| > You’re hand waving away way too much complexity. Please do build this system. Keep in mind that addressing 63bits of memory with huge tables on will use up > 2 Tera worth of PTEs which translate to what, 16 Terabit worth of memory? This is simply an order of magnitude more than dedicated machines ship with. You’re certainly not getting an FPGA with that. The page table is itself stored in virtual memory, is a tree structure and it can be fully sparse, i.e. you only need to populate the PTEs that you use, basically. Keep in mind, as long as you enable memory overcommit or use MAP_NORESERVE in mmap, you can allocate 127 TiB (~2^47 bytes) worth of virtual address space on Linux x86-64, today, at zero cost. With 4K pages! In fact, I just did that on my laptop and memory usage has remained exactly as it was before. And on POWER10 you can map 2^51 bytes of virtual address space today, also at zero cost. > I think you’re failing to appreciate how large 2^63 bytes is. No, I do appreciate it. It's 65536 times larger than the maximum address space you can allocate today on Linux x86-64 at zero cost. With 4K pages. Or a factor of 2048 larger than POWER10 can do today, also at zero cost. In fact, with 1G HugePages, the maximum theoretical number of PTEs needed for 2^64 bytes of address space would be LESS than the number of PTEs needed for the 2^47 bytes you can allocate today, on Linux x86-64, with 4K pages, at zero cost (which I just did, on my laptop). The maximum amount of virtual address space you can allocate is only limited by how many bits the CPU and MMU are designed to address. If you don't believe me, you can try it yourself: #include <stdio.h>
#include <stdlib.h>
#include <unistd.h>
int main() {
// 127 TiB
size_t size = 127ULL * 1024 * 1024 * 1024 * 1024;
printf("allocating %zu bytes of virtual address space...\n", size);
void *p = malloc(size);
if (p == NULL) {
perror("malloc");
exit(1);
}
printf("success: %p\n", p);
sleep(3600);
}
Be sure to do 'echo 1 > /proc/sys/vm/overcommit_memory' as root and then run the program: $ gcc -o alloc alloc.c -Wall
$ ./alloc
allocating 139637976727552 bytes of virtual address space...
success: 0xf29bb2a010
Then observe how memory usage on your system hasn't changed. |
Just to be clear, even if a PTE entry was just 1 pointer long (it's not), covering 63 bits of address space with 1 GiB PTEs would require >73 GiB just for the page tables. And those page tables ARE getting materialized if you're doing a binary search over that much data.

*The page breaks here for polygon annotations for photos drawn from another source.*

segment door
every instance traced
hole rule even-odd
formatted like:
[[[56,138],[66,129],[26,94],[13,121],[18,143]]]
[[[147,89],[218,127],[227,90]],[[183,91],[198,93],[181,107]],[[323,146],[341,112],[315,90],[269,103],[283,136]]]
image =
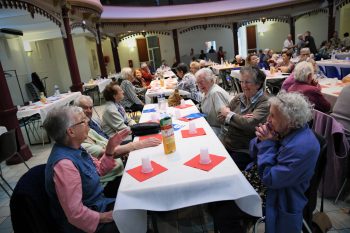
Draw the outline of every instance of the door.
[[[147,62],[149,58],[146,38],[136,39],[136,44],[140,62]]]
[[[162,56],[160,53],[159,38],[158,36],[147,37],[148,52],[150,54],[150,61],[155,68],[161,66]]]
[[[247,50],[256,53],[256,25],[247,27]]]

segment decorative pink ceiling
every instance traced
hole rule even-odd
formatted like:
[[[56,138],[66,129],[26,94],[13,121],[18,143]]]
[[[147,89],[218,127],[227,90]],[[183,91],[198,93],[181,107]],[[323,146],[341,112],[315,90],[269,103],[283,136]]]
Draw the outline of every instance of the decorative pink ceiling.
[[[103,6],[101,19],[113,22],[142,22],[210,17],[266,10],[310,2],[310,0],[224,0],[200,4],[157,7]]]

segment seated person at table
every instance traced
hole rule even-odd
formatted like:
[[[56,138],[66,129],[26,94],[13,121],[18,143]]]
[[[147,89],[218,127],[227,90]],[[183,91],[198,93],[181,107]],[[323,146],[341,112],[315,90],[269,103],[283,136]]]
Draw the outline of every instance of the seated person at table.
[[[302,49],[300,50],[300,55],[299,55],[299,57],[298,57],[298,62],[302,62],[302,61],[311,61],[311,60],[310,60],[310,59],[311,59],[311,58],[310,58],[310,55],[311,55],[311,53],[310,53],[310,49],[309,49],[309,48],[302,48]],[[293,71],[294,71],[294,70],[293,70]],[[287,91],[288,88],[289,88],[290,86],[292,86],[294,83],[295,83],[294,72],[292,72],[292,73],[288,76],[288,78],[286,78],[286,80],[283,81],[281,89]]]
[[[140,69],[134,70],[134,80],[132,81],[132,85],[138,88],[147,87],[145,80],[142,78],[142,72]]]
[[[233,64],[236,66],[245,66],[245,60],[241,57],[241,55],[236,55]]]
[[[266,121],[269,105],[263,88],[265,73],[256,66],[245,66],[240,74],[243,93],[220,110],[218,119],[228,128],[222,142],[239,169],[243,170],[252,161],[249,141],[254,138],[255,127]]]
[[[135,79],[132,69],[125,67],[121,71],[122,82],[120,84],[121,89],[124,91],[124,98],[121,100],[123,107],[130,108],[133,112],[142,112],[144,103],[138,97],[138,93],[145,93],[146,88],[137,88],[132,85],[132,81]]]
[[[196,72],[201,68],[200,64],[196,61],[191,62],[190,64],[190,71],[193,75],[196,74]]]
[[[187,91],[191,94],[191,99],[195,104],[199,103],[202,99],[200,92],[196,86],[196,78],[192,73],[188,71],[188,67],[185,63],[180,63],[176,67],[176,74],[178,79],[177,89]]]
[[[246,66],[258,66],[259,65],[259,57],[255,54],[249,54],[246,59]]]
[[[215,76],[209,68],[200,69],[196,73],[196,83],[199,91],[203,93],[201,112],[206,115],[205,119],[215,134],[220,137],[222,124],[218,121],[218,113],[222,107],[228,105],[230,95],[215,84]]]
[[[141,73],[146,86],[149,86],[152,80],[154,79],[154,75],[151,74],[151,71],[149,70],[148,65],[145,62],[141,64]]]
[[[201,50],[201,53],[199,54],[198,57],[200,60],[206,60],[207,59],[207,55],[204,53],[204,50]]]
[[[350,75],[349,75],[350,78]],[[350,85],[345,86],[334,104],[332,116],[341,123],[350,134]]]
[[[323,97],[321,87],[314,79],[312,64],[306,61],[299,62],[294,70],[295,83],[288,88],[288,92],[300,92],[305,95],[315,109],[321,112],[329,112],[330,103]]]
[[[278,63],[275,68],[280,70],[283,73],[292,73],[294,69],[294,63],[290,61],[292,53],[284,52],[282,53],[282,62]]]
[[[284,91],[269,102],[267,123],[256,128],[257,137],[250,142],[255,162],[244,174],[263,198],[265,232],[297,233],[301,232],[307,203],[304,193],[320,152],[318,140],[307,124],[312,119],[312,106],[302,95]],[[249,174],[256,178],[251,179]],[[220,233],[245,232],[246,226],[240,225],[237,218],[247,217],[234,201],[219,202],[214,210]]]
[[[74,105],[77,107],[81,107],[83,109],[83,112],[85,113],[85,116],[89,118],[89,126],[90,122],[93,122],[92,119],[92,107],[93,102],[90,96],[81,95],[77,99],[74,100]],[[97,128],[96,128],[97,127]],[[106,146],[108,143],[108,140],[101,134],[99,134],[95,129],[99,132],[102,132],[102,129],[97,125],[94,128],[90,127],[89,133],[85,141],[81,144],[82,147],[92,156],[95,158],[100,158],[103,156],[106,150]],[[158,146],[161,143],[161,141],[157,138],[147,138],[142,141],[135,141],[135,142],[129,142],[125,145],[118,145],[114,150],[114,157],[119,157],[122,155],[125,155],[133,150],[142,149],[145,147],[151,147],[151,146]],[[121,176],[124,172],[124,165],[120,158],[115,159],[115,167],[113,170],[109,171],[106,175],[100,177],[100,182],[104,189],[106,190],[113,190],[114,193],[117,193],[119,184],[117,185],[107,185],[109,181],[115,180],[117,177],[121,179]],[[120,181],[119,181],[120,182]],[[112,192],[112,191],[111,191]]]
[[[102,129],[109,137],[136,123],[121,105],[124,91],[117,83],[108,84],[103,90],[103,97],[106,100],[106,107],[102,115]]]
[[[44,121],[47,134],[56,142],[45,170],[50,209],[59,232],[118,232],[112,218],[116,194],[105,197],[100,175],[115,166],[114,148],[129,132],[126,129],[110,138],[97,160],[80,146],[88,135],[88,121],[75,106],[54,108]]]

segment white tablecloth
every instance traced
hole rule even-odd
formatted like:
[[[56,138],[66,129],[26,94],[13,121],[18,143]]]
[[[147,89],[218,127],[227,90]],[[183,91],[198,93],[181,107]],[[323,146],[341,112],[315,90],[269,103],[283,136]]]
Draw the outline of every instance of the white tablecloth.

I'm not as imaginative in you to see a world in which you can sparsely map in 2^63 elements (9 exabytes if 1 byte per element) on one CPU and then the problem you're solving is a binary search through that data which is going to cause about log(n) to be mapped in to satisfy the search. 1 exabyte is probably the amount of RAM that Google has collectively worldwide. Now sure, maybe you're talking about mapping files on disk but again. 1 exabyte is a shit ton. It's probably several clusters worth of machines for storage. And even with 1 GiB pages, you're talking about 1 billion PTEs total and each lookup is going to need to materialize ~9 PTEs to search. And all of that is again a moot point because no CPU like that exists or will exist any time soon.